Location: Avenue John F. Kennedy, Luxemburg City, Luxembourg
Architect In Charge: Julia Bolles-Wilson, Peter Wilson
Contact Architect: WW+
Structural Engineer: Schroeder & Associés
Service Engineer: Felgen & Associés Engineering SA
Energy Consultant: Ernst Basler + Partner AG
Photographer: Tomasz Samek
Area: 0.0 sqm
Year: 2014
Tomasz Samek , Courtesy of BOLLES + WILSON


In 2003, BOLLES + WILSON won a national competition that gained them commission of the new Luxemburg National Library (BnL Bibliothèque Nationale de Luxembourg). After years of hibernation, the 39,000 square meter library will break ground in 2014.

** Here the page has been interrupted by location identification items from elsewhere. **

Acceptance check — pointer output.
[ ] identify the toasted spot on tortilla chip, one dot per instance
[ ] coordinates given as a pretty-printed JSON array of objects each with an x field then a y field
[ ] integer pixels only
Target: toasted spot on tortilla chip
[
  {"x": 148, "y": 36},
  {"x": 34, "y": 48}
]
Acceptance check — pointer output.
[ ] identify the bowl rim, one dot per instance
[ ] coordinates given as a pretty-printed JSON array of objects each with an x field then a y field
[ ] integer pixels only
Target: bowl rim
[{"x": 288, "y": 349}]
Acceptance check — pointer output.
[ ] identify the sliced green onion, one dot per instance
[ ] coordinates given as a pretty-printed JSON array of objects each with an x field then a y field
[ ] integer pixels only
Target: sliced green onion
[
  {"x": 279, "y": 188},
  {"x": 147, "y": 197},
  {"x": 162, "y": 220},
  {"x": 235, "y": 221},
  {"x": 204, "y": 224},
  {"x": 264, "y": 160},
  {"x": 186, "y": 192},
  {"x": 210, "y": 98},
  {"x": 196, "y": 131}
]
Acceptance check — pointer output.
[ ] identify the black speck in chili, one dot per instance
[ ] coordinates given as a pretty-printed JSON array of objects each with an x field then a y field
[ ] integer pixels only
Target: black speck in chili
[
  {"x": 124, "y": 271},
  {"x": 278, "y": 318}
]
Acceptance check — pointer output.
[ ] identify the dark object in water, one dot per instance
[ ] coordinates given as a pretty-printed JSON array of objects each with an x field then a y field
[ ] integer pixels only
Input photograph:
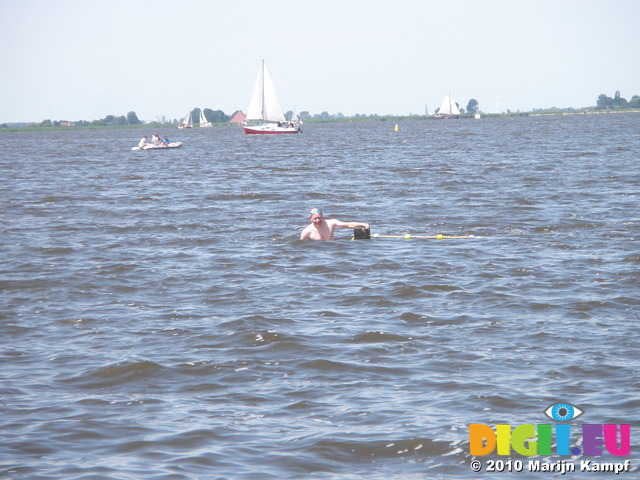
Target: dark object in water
[{"x": 361, "y": 233}]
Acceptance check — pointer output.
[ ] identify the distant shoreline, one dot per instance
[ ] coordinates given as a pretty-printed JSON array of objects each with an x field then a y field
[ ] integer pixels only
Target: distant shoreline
[{"x": 30, "y": 127}]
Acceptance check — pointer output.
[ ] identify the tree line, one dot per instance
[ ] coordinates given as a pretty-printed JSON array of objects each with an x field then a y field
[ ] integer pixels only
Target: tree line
[
  {"x": 604, "y": 102},
  {"x": 617, "y": 102}
]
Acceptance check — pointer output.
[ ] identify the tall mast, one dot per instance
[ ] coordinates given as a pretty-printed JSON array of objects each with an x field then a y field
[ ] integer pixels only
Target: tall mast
[{"x": 263, "y": 104}]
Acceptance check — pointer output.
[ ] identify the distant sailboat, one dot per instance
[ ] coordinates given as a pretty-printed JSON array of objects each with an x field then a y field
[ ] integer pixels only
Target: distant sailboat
[
  {"x": 203, "y": 120},
  {"x": 187, "y": 122},
  {"x": 264, "y": 115},
  {"x": 448, "y": 109}
]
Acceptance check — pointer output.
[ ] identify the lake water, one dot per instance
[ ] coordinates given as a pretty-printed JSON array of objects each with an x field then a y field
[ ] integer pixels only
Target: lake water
[{"x": 161, "y": 320}]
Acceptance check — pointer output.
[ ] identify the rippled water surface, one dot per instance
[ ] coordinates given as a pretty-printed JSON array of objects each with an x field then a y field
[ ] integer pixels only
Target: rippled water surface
[{"x": 161, "y": 320}]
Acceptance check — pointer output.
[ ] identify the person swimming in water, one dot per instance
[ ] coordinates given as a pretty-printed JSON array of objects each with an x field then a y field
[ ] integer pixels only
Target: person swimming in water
[{"x": 322, "y": 229}]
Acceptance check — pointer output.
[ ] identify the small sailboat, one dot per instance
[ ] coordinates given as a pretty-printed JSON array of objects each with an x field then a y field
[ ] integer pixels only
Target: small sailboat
[
  {"x": 264, "y": 115},
  {"x": 187, "y": 122},
  {"x": 448, "y": 109},
  {"x": 203, "y": 120}
]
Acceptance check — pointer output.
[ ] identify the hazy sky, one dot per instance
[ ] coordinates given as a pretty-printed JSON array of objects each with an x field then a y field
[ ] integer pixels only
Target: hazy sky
[{"x": 85, "y": 59}]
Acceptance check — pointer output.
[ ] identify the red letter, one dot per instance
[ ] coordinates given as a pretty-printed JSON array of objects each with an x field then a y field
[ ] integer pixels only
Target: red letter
[{"x": 480, "y": 433}]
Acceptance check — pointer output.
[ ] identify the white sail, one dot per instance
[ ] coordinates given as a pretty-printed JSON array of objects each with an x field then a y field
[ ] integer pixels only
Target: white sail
[
  {"x": 203, "y": 120},
  {"x": 448, "y": 107},
  {"x": 187, "y": 122},
  {"x": 264, "y": 103}
]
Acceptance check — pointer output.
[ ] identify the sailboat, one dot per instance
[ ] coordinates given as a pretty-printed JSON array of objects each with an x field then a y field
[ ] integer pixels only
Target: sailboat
[
  {"x": 448, "y": 109},
  {"x": 187, "y": 122},
  {"x": 264, "y": 115},
  {"x": 203, "y": 120}
]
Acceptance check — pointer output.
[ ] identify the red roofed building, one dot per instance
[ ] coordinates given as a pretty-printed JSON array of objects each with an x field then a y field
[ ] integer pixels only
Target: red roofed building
[{"x": 238, "y": 117}]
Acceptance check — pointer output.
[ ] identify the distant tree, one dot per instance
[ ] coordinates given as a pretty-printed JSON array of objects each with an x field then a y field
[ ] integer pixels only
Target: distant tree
[
  {"x": 472, "y": 106},
  {"x": 604, "y": 102},
  {"x": 132, "y": 118},
  {"x": 618, "y": 101}
]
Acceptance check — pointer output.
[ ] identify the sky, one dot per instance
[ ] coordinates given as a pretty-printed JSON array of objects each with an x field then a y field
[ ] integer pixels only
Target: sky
[{"x": 86, "y": 59}]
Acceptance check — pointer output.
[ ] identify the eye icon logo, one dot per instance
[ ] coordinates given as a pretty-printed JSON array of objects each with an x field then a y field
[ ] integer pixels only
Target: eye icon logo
[{"x": 563, "y": 412}]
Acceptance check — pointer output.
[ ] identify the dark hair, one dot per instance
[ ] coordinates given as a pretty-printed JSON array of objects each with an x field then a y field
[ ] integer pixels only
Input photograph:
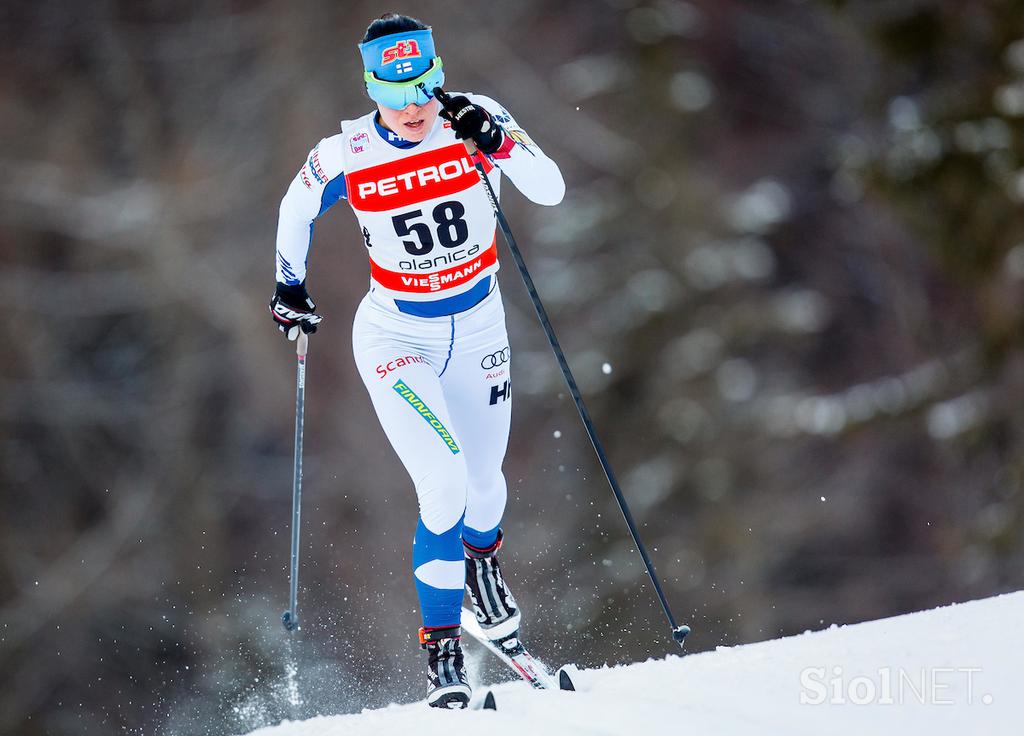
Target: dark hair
[{"x": 391, "y": 23}]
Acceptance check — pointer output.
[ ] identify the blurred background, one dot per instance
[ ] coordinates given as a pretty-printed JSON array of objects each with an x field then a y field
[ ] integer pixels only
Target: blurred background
[{"x": 788, "y": 274}]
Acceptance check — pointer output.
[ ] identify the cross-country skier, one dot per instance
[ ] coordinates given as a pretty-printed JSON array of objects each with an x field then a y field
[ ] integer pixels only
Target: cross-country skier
[{"x": 429, "y": 337}]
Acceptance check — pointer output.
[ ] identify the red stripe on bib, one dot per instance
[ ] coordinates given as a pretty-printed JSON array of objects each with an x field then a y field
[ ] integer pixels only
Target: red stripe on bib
[
  {"x": 436, "y": 282},
  {"x": 440, "y": 172}
]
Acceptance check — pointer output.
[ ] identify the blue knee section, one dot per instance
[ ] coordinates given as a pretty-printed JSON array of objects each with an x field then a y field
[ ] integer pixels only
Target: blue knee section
[
  {"x": 480, "y": 539},
  {"x": 439, "y": 606}
]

From the boulevard, the library’s front facade caves in, funneling visitors inside its interior chamber. Columns, resembling leafless winter trees, rise to uphold a punctured plenum employing roof scoops to shower the spaces below with natural sunlight. The ground level unfolds, ascending to form reading terraces affording readers varying levels of retreat and book selections. Nearing the top, terraces plateau to host more private programs such as a consultation deck, valuable archives and artifacts, and core services. The top-most level adjoins a small forest of trees directly behind the library, culminating in an oasis-like garden for leisurely reading and casual meetings.

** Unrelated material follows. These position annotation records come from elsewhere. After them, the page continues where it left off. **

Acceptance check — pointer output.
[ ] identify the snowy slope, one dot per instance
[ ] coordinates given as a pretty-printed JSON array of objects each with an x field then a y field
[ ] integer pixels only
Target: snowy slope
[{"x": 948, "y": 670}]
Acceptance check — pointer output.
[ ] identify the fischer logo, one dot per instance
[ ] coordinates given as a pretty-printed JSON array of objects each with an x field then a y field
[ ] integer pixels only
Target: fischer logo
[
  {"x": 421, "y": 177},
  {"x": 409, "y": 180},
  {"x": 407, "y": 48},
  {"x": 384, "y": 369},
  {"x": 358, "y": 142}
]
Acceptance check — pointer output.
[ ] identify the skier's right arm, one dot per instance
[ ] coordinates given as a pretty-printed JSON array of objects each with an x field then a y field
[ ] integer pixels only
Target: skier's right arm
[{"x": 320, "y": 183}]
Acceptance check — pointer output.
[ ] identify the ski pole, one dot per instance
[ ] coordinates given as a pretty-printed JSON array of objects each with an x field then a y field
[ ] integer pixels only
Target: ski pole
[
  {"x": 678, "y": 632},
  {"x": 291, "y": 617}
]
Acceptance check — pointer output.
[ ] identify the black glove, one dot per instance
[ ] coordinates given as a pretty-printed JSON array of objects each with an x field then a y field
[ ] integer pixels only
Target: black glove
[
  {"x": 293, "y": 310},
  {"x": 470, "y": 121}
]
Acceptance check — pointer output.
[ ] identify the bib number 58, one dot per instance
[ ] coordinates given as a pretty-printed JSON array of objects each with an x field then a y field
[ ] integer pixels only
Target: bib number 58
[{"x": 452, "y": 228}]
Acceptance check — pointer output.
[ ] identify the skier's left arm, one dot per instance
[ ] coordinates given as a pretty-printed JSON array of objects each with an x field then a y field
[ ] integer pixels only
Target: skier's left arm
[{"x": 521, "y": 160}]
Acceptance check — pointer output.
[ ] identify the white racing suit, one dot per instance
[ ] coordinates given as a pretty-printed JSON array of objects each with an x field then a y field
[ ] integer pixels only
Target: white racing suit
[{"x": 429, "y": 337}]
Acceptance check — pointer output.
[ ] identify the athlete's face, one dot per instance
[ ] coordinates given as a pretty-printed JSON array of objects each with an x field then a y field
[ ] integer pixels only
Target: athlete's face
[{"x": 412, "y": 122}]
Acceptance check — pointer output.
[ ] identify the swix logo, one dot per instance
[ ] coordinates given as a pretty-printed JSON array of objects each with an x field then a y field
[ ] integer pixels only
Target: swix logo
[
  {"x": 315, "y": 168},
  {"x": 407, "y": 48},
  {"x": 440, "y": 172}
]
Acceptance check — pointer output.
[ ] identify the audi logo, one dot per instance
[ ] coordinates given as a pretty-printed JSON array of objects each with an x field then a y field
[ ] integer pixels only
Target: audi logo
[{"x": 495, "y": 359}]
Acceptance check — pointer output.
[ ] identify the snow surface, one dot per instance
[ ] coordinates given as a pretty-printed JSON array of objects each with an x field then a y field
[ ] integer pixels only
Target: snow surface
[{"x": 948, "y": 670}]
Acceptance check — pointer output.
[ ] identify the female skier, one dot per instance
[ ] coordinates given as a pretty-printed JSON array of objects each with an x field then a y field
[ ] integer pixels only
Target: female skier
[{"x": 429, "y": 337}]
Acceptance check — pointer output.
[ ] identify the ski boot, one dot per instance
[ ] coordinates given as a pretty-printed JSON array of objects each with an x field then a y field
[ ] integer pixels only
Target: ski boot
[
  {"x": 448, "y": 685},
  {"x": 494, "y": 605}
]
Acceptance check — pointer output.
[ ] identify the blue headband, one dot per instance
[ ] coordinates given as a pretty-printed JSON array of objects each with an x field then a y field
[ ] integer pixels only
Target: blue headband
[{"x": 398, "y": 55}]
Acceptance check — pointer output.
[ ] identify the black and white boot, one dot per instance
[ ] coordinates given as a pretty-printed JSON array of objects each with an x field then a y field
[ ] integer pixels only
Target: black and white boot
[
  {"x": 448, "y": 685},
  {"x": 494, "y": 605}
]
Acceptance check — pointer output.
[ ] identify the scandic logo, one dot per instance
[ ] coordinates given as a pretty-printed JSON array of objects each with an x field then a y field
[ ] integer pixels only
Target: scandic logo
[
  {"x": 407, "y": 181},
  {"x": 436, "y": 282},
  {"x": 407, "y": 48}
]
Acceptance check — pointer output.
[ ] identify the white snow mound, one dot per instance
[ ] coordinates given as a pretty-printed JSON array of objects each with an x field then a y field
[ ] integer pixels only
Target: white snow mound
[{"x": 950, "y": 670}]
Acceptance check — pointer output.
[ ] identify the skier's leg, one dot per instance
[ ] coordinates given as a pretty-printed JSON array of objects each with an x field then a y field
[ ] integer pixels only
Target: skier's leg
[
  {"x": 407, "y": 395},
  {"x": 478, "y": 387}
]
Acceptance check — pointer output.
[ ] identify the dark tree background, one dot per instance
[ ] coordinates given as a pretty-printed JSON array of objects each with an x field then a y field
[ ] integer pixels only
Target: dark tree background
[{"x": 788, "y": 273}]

Rather than relying on excessive coats of thermal insulation, the building implements low-tech natural ventilation and night purging methods to allow the books to properly breath sans mechanical air. Bunker-thick walls ensure historical documents and publications are protected against hostile forces and temperatures. Windows, nonetheless, are dispersed melodically upon the shell of the building, inviting selected views from the outside in.

Refusing to “blingisize” renderings, BOLLES + WILSON has preferred to explore their design through the testing of wood models, continually adjusted in their in-house workshop. Their commitment to time-honored, low-tech methods may be indicative of their belief in libraries as the birth places of ideas via the primitive delivery rooms of history.